Henry didn’t answer. Well, not exactly. But he swam with her, alternating between funny snorting noises and yips of pleasure, and when she finally returned to shore and staggered out of the water, her clothes and hair streaming, Henry shook all over her and his surroundings in canine ecstasy, making her jump, scream, laugh, and feel a little more of that joy. And when she took herself into the cottage and straight into the shower, wrestling her wet clothes off under the spray, she thought, I do so have a personality. I can so relax. I don’t even need a man with me to do it.
But it would be nice.
The next morning, she woke up to the sound of a jay calling.
It was early. Very early. The pink tinge in the sky, the silver of the lake told her that.
She could see it because for once, she hadn’t closed her curtains last night. Instead, after an evening with her hammock, her smutty book, some cheese and crackers, an apple, and an utterly delicious glass of chilled Pinot Gris, she’d undressed in the late midsummer twilight, lit candles on the edge of the bathtub, and had soaked, drunk another glass of wine—slowly, savoring every sip—played music, had lustful thoughts, and hadn’t read her book anymore. She didn’t need fictional fantasies. She had the real thing. After that, she’d dried herself slowly and thoroughly, rubbed lot
ion over her entire body, padded naked into the finally-dark bedroom, and done some long, slow, luxurious yoga by the windows in the light of the moon.
It had been like a spa. A spa for one. It had been sensual, and exciting, and daring in a completely new way. And nothing she’d done—even though she’d made her absolute best effort—had soothed the ache from three days of serious sexual frustration.
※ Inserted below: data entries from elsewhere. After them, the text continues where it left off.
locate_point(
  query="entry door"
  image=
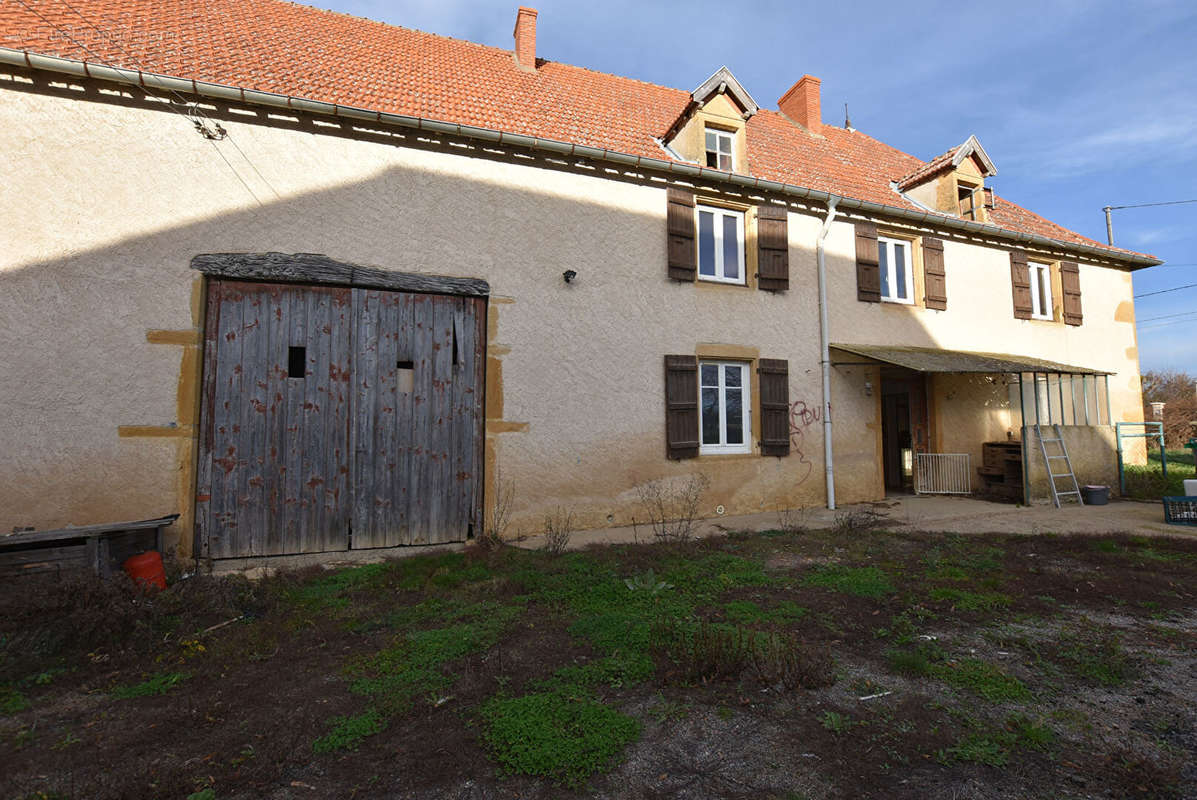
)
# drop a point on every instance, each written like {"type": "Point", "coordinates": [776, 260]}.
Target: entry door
{"type": "Point", "coordinates": [274, 455]}
{"type": "Point", "coordinates": [338, 418]}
Plus, there was her heart. That could have been part of it too.
Which was one reason why, in the silver-pink light of dawn, she stood and looked at the shining surface of the lake again and thought, Wait, what? Like when you kept fitting key after key into a lock, and the last one on the ring finally slid effortlessly home with that snick of a perfect fit.
She checked her phone. It was only six-thirty. You couldn’t call anybody at six-thirty, at least not the person she wanted to call. She scrambled three eggs, dumped them in a pan with spinach and feta cheese, put two pieces of bread in the toaster, sliced strawberries, sat down, and ate the whole thing.
The lake was still beautiful, just as it had been on that morning ten days ago when her phone had woken her, her mother had called her, and she’d stood in the nude and looked out at the view. The mountains were still green. The sun was still shining. And she wasn’t stuck anymore. The woman who had done yoga in the dark, in the glorious nude, looking at the moon? That was somebody new. Beth needed to hang onto her for another day, and after that, she’d focus on hanging on for one more. One step at a time on that new path, and never mind that the road ahead was hidden in the mist. One step at a time, and you wouldn’t go over the cliff.
Unless you wanted to sky-dive.
By eight-fifteen, she’d sneaked into the big house to retrieve Henry, taken another walk with him to see the flowers and listen to the birds, and made coffee. And then she called Dakota.
“Hey,” Dakota said, sounding extremely . . . relaxed. “How are you?”
“Too early?” Whatever Dakota and Blake’s birthdates were, Beth had a feeling their Love Signs matched up. “I’m sorry. I don’t know what your schedule is now.”